Some say that porn changes your brain so you can’t enjoy sex with a real person. Nonsense. If you don’t want sex with a real person, it’s either because you don’t desire the person you’re with, or because you have issues about sex or closeness. That’s when watching porn is a lot easier than creating good sex. But let’s not blame the porn.
Some say that porn gives you unrealistic ideas about sex. Yes, that happens—unrealistic ideas about what people look like, sound like, do, want, and about how communication and hugging have very little place in sex. Unrealistic ideas about sex—whether you get them from porn, from religion, from Cosmopolitan, or from your father—make it hard to create enjoyable sex.
And some say that porn provides such powerful images that we inevitably compare our own sex to the images—and of course we seem pretty lame in comparison. Yes, that happens. That even happens to people who don’t look at porn, who have sex with someone who does. They imagine you’re thinking about porn when you make love, which makes them think about porn when they make love, and that’s bad for sex all the way around.
Some people say the solution is to stop watching porn. Probably not gonna happen.
Instead, I say the solution is to make love consciously, and to watch porn consciously. That helps to keep the two activities separate, which is the key to enjoying both.
So if you want to watch a lot of porn AND have good sex:
* Remember that porn is fiction. It’s not a documentary, it’s a highlight reel. It involves lighting, editing, and off-camera preparation. It’s planned ahead of time so that everything looks perfect.
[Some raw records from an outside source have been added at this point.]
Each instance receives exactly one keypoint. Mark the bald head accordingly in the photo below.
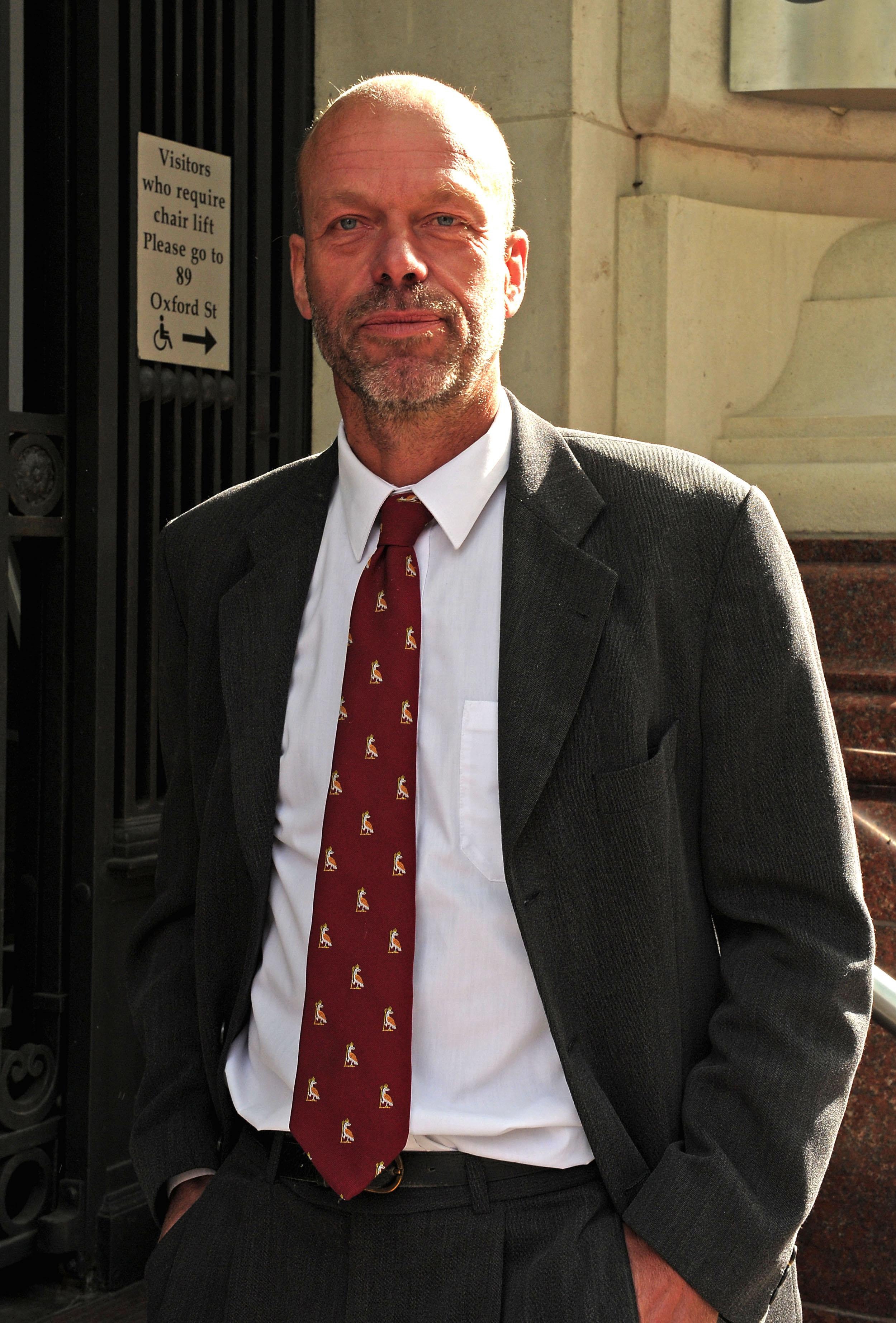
(467, 127)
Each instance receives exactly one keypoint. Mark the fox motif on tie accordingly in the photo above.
(364, 901)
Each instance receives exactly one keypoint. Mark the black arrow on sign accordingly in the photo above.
(208, 339)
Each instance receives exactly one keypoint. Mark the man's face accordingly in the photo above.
(406, 268)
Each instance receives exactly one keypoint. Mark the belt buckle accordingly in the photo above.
(397, 1170)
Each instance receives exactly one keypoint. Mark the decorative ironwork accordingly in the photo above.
(36, 475)
(27, 1086)
(25, 1182)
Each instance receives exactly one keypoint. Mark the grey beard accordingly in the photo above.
(406, 384)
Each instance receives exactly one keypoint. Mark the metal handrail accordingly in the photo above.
(885, 1001)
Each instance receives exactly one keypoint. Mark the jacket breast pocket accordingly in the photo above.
(639, 788)
(480, 813)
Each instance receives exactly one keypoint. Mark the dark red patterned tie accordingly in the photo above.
(352, 1101)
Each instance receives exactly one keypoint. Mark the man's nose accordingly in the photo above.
(397, 263)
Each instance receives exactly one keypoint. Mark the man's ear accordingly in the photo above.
(516, 259)
(298, 269)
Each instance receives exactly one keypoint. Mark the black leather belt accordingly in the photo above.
(413, 1170)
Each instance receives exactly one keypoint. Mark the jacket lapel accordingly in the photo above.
(260, 620)
(554, 601)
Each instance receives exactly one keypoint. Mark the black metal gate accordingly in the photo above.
(101, 452)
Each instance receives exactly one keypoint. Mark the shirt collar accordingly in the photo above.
(455, 494)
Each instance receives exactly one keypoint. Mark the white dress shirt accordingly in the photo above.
(487, 1077)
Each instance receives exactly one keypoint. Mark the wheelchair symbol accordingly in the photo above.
(162, 339)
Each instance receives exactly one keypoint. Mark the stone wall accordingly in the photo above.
(676, 227)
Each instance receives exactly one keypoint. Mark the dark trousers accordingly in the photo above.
(257, 1247)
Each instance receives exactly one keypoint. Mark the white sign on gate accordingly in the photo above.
(183, 254)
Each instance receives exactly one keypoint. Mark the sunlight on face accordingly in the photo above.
(406, 233)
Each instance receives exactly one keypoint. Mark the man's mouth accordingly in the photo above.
(402, 325)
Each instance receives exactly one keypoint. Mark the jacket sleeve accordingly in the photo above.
(782, 874)
(175, 1126)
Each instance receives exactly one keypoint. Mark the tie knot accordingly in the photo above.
(402, 521)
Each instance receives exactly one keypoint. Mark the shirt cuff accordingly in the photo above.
(188, 1175)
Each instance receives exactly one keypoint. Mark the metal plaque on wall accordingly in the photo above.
(183, 254)
(837, 53)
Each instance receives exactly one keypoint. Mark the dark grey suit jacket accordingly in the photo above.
(677, 834)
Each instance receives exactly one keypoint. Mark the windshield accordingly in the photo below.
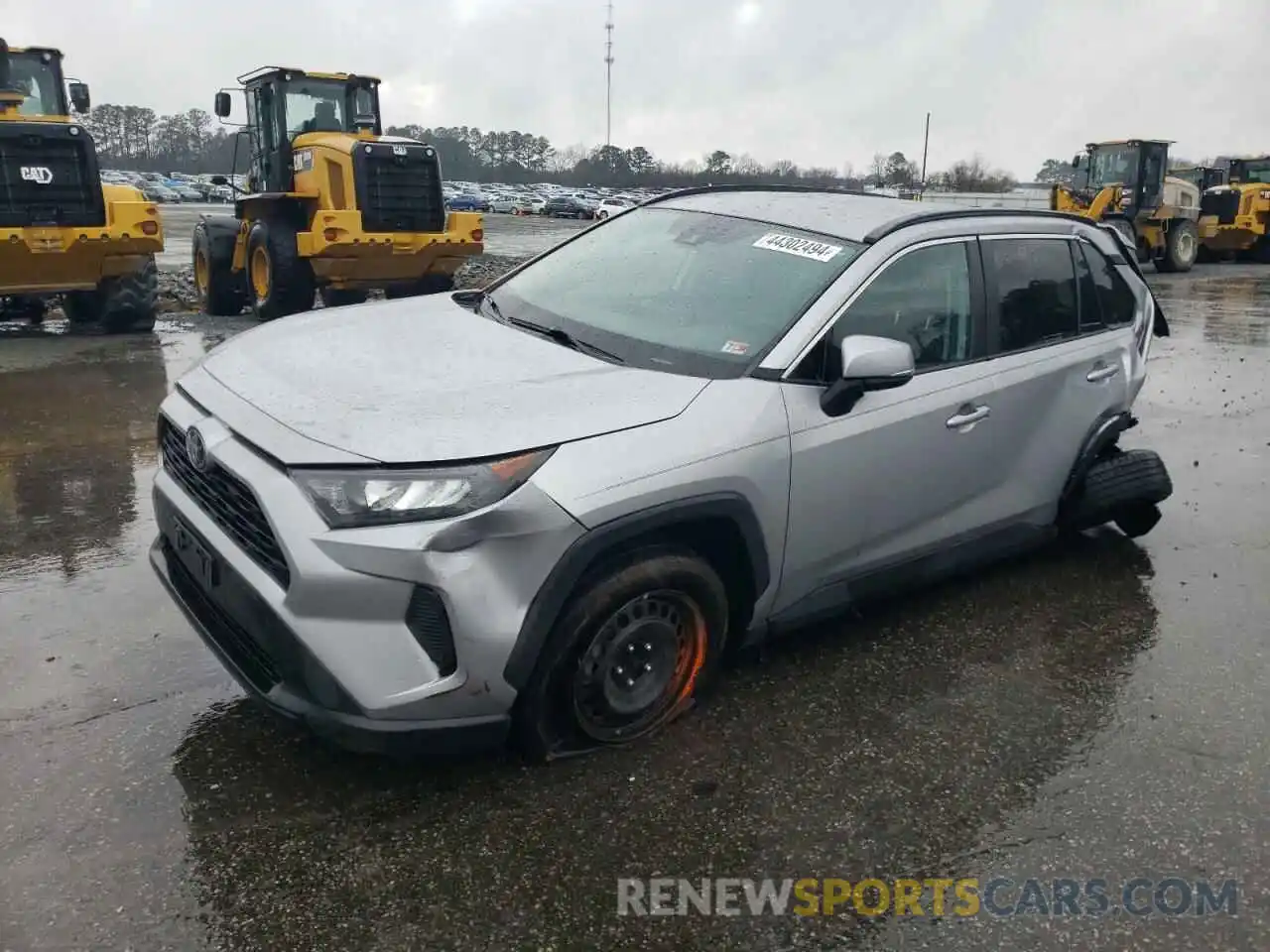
(1114, 167)
(679, 291)
(1251, 172)
(40, 79)
(322, 105)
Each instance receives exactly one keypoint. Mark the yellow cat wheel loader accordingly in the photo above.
(1234, 218)
(63, 232)
(333, 206)
(1127, 186)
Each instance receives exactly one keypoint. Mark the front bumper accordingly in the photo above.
(240, 654)
(327, 636)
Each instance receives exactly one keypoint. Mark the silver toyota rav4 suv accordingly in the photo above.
(548, 509)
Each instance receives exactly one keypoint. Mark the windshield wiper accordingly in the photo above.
(566, 339)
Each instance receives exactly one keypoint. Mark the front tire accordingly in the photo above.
(123, 303)
(280, 282)
(627, 656)
(221, 293)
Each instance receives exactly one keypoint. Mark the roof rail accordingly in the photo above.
(757, 186)
(952, 213)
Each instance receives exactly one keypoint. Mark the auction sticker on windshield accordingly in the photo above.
(803, 248)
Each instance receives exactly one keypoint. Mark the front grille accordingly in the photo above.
(427, 620)
(1223, 204)
(232, 639)
(227, 500)
(49, 177)
(399, 191)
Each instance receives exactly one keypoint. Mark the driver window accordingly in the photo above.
(921, 298)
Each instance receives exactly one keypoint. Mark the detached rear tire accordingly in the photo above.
(1182, 248)
(280, 282)
(119, 304)
(626, 656)
(1123, 488)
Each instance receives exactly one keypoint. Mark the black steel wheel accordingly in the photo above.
(630, 654)
(638, 665)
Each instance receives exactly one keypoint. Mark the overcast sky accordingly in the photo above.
(817, 81)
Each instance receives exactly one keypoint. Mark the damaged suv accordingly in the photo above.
(549, 508)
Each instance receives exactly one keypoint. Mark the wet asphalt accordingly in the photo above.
(1097, 710)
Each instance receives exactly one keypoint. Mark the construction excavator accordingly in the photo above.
(1125, 185)
(1234, 217)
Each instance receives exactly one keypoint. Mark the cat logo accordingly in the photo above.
(40, 175)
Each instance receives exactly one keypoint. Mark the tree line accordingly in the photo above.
(137, 139)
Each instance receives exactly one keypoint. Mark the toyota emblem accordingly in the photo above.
(195, 449)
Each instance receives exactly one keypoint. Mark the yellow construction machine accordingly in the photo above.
(1234, 218)
(63, 232)
(1127, 186)
(331, 204)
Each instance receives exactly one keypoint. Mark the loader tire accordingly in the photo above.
(278, 281)
(1123, 486)
(221, 293)
(1182, 248)
(427, 285)
(119, 304)
(340, 298)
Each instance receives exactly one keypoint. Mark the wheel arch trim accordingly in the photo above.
(561, 584)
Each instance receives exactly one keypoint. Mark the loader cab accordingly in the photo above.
(284, 104)
(32, 85)
(1203, 177)
(1245, 171)
(1138, 166)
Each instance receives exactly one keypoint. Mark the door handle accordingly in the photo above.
(1101, 372)
(968, 416)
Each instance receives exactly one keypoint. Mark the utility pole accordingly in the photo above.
(926, 144)
(608, 77)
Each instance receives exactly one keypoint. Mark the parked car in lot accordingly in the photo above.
(721, 416)
(608, 207)
(463, 202)
(567, 207)
(154, 191)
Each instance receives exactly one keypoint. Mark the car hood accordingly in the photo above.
(423, 380)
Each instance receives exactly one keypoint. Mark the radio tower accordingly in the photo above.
(608, 77)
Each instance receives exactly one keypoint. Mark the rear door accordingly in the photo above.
(1060, 370)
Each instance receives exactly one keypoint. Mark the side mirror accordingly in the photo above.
(867, 363)
(80, 98)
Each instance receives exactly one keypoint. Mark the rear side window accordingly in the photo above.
(1034, 286)
(1115, 301)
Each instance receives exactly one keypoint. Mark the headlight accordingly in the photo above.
(348, 498)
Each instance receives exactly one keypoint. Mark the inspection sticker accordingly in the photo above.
(803, 248)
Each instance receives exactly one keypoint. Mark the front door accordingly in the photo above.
(907, 470)
(1061, 367)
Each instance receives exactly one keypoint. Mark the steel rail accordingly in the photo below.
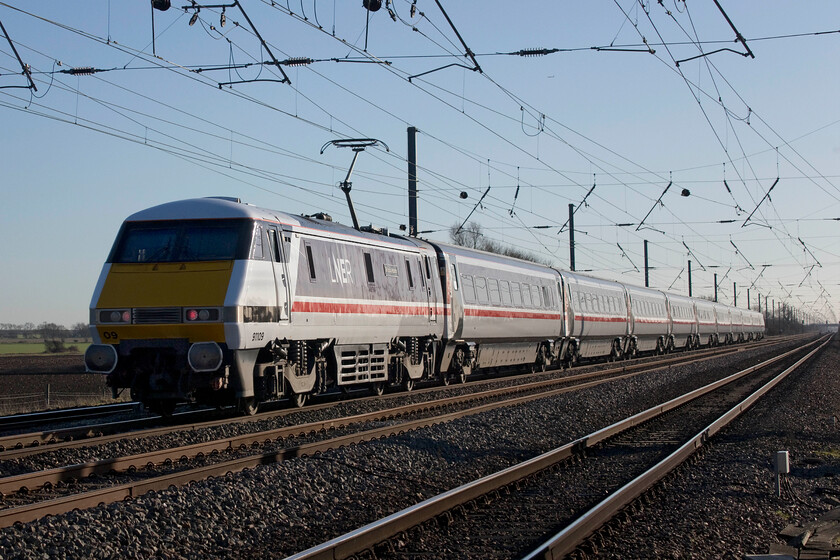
(53, 476)
(28, 481)
(32, 480)
(34, 418)
(374, 533)
(574, 534)
(21, 445)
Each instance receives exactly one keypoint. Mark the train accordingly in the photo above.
(218, 302)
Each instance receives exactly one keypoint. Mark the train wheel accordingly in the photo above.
(615, 353)
(377, 389)
(248, 406)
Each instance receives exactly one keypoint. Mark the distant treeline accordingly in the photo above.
(44, 331)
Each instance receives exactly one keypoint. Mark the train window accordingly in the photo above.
(369, 268)
(516, 294)
(481, 289)
(493, 284)
(409, 275)
(311, 262)
(469, 288)
(256, 248)
(504, 289)
(274, 246)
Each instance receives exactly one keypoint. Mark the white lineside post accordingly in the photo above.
(781, 466)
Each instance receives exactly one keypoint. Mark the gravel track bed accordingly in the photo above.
(724, 505)
(280, 509)
(52, 459)
(516, 522)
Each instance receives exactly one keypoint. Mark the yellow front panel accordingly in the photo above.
(166, 285)
(202, 332)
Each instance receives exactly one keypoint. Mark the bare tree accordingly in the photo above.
(471, 236)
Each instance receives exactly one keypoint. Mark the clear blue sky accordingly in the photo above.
(85, 151)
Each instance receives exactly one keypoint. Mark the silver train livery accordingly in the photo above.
(219, 302)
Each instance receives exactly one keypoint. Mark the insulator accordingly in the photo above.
(535, 52)
(297, 61)
(372, 5)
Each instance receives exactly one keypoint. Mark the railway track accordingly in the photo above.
(29, 496)
(547, 506)
(33, 419)
(24, 444)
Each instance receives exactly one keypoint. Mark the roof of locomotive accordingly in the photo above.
(206, 208)
(228, 208)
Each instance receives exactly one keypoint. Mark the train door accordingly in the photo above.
(431, 293)
(281, 282)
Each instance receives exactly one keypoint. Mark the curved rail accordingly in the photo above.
(374, 533)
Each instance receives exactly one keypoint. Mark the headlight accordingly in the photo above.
(201, 314)
(100, 358)
(205, 356)
(114, 316)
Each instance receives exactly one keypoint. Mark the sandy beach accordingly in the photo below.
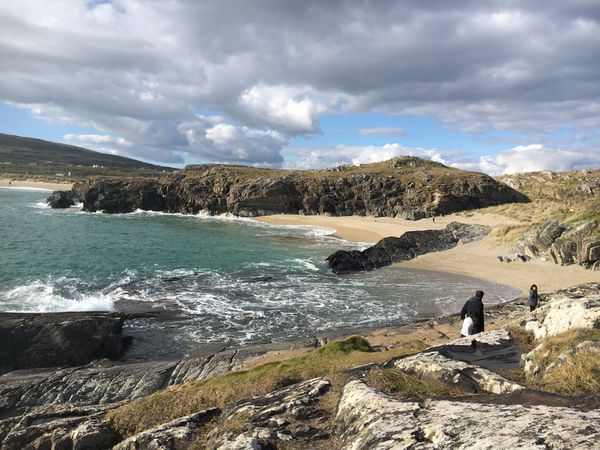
(30, 184)
(478, 259)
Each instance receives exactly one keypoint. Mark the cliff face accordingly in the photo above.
(407, 187)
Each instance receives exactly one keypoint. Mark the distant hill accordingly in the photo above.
(406, 187)
(22, 155)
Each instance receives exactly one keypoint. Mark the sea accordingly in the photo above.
(193, 281)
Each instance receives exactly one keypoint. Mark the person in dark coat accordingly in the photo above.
(474, 307)
(534, 298)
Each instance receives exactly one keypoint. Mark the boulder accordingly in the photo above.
(411, 244)
(370, 419)
(290, 413)
(590, 249)
(59, 339)
(548, 232)
(171, 435)
(566, 309)
(469, 377)
(63, 427)
(61, 199)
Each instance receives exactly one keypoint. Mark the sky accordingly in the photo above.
(498, 86)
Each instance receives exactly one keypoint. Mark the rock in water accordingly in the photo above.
(61, 199)
(411, 244)
(58, 340)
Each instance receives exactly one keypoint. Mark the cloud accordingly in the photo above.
(533, 158)
(140, 70)
(381, 131)
(95, 139)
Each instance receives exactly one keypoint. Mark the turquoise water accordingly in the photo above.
(222, 280)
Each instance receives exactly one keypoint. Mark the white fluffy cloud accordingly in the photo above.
(532, 158)
(142, 70)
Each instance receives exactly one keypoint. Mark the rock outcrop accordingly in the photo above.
(566, 309)
(564, 244)
(59, 340)
(411, 244)
(405, 187)
(62, 199)
(67, 408)
(370, 419)
(171, 435)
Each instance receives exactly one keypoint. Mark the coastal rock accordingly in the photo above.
(169, 436)
(61, 199)
(564, 245)
(61, 427)
(536, 363)
(472, 378)
(95, 384)
(120, 195)
(59, 339)
(411, 244)
(369, 419)
(407, 187)
(567, 249)
(566, 309)
(287, 414)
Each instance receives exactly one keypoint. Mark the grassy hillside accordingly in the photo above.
(21, 156)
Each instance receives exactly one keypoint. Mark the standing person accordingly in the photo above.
(534, 298)
(468, 324)
(474, 307)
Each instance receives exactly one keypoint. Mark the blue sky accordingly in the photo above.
(499, 87)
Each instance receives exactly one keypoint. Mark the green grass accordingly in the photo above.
(329, 362)
(578, 374)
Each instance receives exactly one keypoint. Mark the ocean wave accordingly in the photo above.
(24, 188)
(47, 296)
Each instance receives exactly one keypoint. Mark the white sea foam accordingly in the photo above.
(24, 188)
(41, 296)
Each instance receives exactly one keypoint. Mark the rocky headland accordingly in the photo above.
(414, 386)
(411, 244)
(406, 187)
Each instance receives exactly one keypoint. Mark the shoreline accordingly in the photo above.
(32, 185)
(477, 259)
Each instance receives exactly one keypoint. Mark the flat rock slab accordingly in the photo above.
(433, 365)
(493, 350)
(370, 419)
(171, 435)
(59, 339)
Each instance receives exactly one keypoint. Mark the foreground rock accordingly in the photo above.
(411, 244)
(59, 340)
(291, 413)
(406, 187)
(174, 434)
(370, 419)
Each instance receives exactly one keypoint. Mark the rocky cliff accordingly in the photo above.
(564, 243)
(408, 187)
(462, 393)
(408, 246)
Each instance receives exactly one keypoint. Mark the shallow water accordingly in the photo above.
(221, 280)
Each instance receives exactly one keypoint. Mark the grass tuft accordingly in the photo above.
(329, 361)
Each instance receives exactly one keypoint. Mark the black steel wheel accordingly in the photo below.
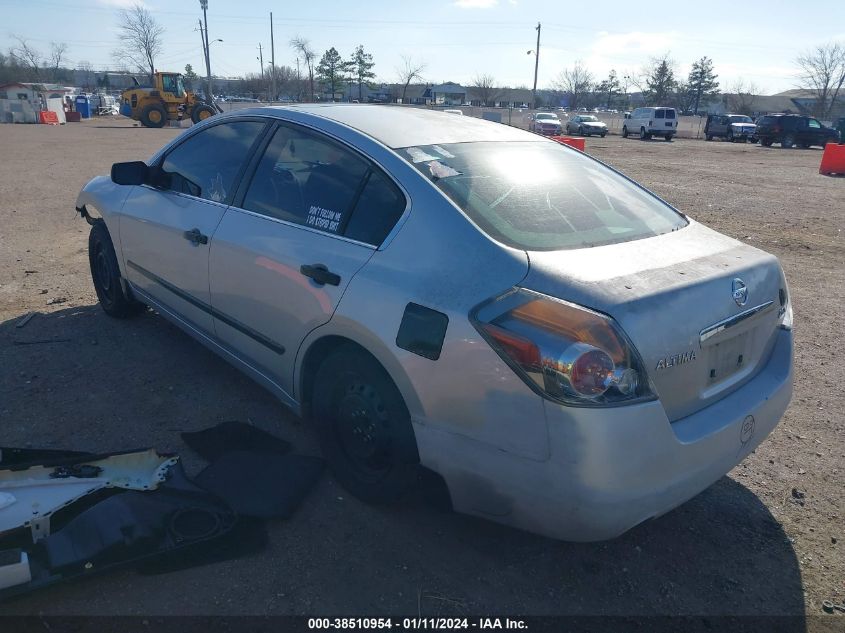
(364, 426)
(105, 274)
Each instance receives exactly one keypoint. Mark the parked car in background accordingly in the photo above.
(731, 127)
(791, 130)
(572, 355)
(648, 122)
(586, 125)
(545, 123)
(839, 126)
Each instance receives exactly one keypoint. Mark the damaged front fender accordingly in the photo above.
(30, 494)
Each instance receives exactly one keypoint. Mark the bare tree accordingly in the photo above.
(484, 87)
(28, 56)
(141, 38)
(57, 54)
(408, 71)
(575, 83)
(303, 47)
(741, 96)
(822, 71)
(86, 75)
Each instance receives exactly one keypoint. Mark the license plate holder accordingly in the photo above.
(728, 357)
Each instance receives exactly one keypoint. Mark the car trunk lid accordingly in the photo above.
(674, 295)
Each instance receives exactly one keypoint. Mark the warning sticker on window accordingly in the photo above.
(324, 219)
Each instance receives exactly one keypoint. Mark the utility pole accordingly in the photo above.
(536, 65)
(272, 62)
(209, 93)
(202, 37)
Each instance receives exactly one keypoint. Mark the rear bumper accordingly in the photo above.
(611, 469)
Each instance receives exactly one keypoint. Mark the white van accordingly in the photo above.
(648, 122)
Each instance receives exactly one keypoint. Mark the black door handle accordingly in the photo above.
(320, 273)
(194, 236)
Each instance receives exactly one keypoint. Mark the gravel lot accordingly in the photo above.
(744, 546)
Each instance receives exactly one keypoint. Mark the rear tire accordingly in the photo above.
(364, 426)
(201, 112)
(154, 115)
(105, 273)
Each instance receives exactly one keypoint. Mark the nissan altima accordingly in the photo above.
(569, 353)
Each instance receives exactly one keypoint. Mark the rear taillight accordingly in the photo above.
(566, 352)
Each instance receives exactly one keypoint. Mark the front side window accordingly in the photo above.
(207, 164)
(306, 179)
(540, 196)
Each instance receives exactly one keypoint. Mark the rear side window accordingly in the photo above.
(541, 196)
(306, 179)
(379, 207)
(207, 164)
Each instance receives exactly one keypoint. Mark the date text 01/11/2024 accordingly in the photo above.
(416, 624)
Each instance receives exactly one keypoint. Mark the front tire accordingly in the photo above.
(105, 274)
(364, 426)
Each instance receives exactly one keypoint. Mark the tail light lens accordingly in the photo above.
(565, 352)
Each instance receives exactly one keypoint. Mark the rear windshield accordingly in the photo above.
(542, 196)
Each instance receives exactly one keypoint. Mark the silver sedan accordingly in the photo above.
(569, 353)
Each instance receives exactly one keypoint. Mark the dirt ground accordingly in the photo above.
(73, 378)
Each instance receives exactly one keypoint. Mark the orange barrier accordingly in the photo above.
(573, 141)
(833, 160)
(48, 117)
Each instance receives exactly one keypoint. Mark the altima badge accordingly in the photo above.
(740, 292)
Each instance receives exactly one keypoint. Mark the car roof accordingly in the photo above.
(398, 126)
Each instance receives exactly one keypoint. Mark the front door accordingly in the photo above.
(312, 216)
(166, 229)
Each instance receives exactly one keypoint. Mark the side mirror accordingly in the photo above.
(135, 172)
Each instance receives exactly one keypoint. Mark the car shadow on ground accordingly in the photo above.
(79, 380)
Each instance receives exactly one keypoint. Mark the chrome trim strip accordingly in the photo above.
(721, 326)
(225, 318)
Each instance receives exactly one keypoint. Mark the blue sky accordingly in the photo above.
(456, 39)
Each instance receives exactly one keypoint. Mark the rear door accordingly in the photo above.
(166, 230)
(311, 214)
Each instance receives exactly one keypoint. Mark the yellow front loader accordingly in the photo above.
(167, 100)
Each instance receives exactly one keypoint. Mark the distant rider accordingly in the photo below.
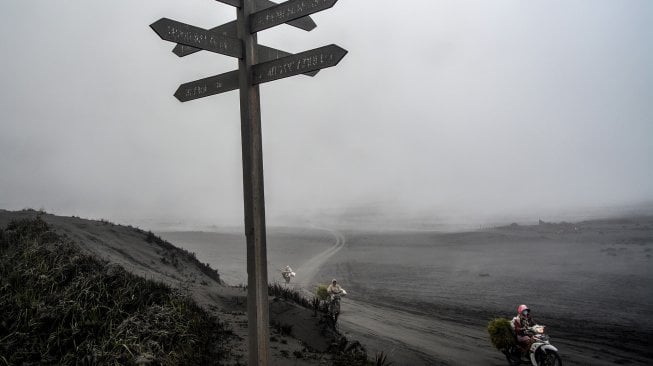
(520, 325)
(334, 288)
(287, 273)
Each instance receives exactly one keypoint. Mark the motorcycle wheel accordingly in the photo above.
(550, 358)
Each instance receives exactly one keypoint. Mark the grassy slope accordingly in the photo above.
(61, 306)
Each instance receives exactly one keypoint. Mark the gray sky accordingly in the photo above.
(473, 108)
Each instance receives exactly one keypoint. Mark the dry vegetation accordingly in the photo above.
(61, 306)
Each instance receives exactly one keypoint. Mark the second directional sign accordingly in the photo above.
(299, 63)
(286, 12)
* Learn how to focus your attention on your body—how your partner’s hair smells, how your partner’s nipple tastes, how your partner’s skin feels, and so on. Center your sexual experience in your body rather than in your head.
* Don’t expect sex to feel how porn looks. That’s like expecting driving your car to feel like a Maserati looks. Or expecting playing tennis to feel like Wimbeldon looks. Reality can’t compete with created images. We have to value reality for itself.
* Know what your partner likes and wants. That won’t match what people do in porn films. Adjust your expectations accordingly.
Budget plenty of time to explore your partner’s desires, and find the ones that you love.
* Remember that unlike watching a porn film, orgasm isn’t the point. The goal of sex is enjoy yourself and to feel glad you’re alive. Orgasm lasts maybe five seconds. Do the math—five seconds out of 20 minutes isn’t much. Learn to enjoy the rest of the sex.
* Be flexible if things don’t go exactly as you want. You can be ashamed, angry, or afraid, or you can move closer to your partner, gently smile and say, “Well, on to Plan B, right?”
* In general, talk more and screw less. You’ll get more out of the experience, and you’re more likely to get more experiences. Kiss more and screw less. Caress more and screw less. Laugh more and screw less. Whisper more and screw less. Sex—and whispering and kissing—is for people. Porn is for paid professionals. Make love, not porn.
* Ask a friendly question every time you have sex. People don’t do that on camera—which is part of what can make real sex better than porn.
So sure, you can watch a lot of porn and enjoy sex with a real person. You just have to know which is which.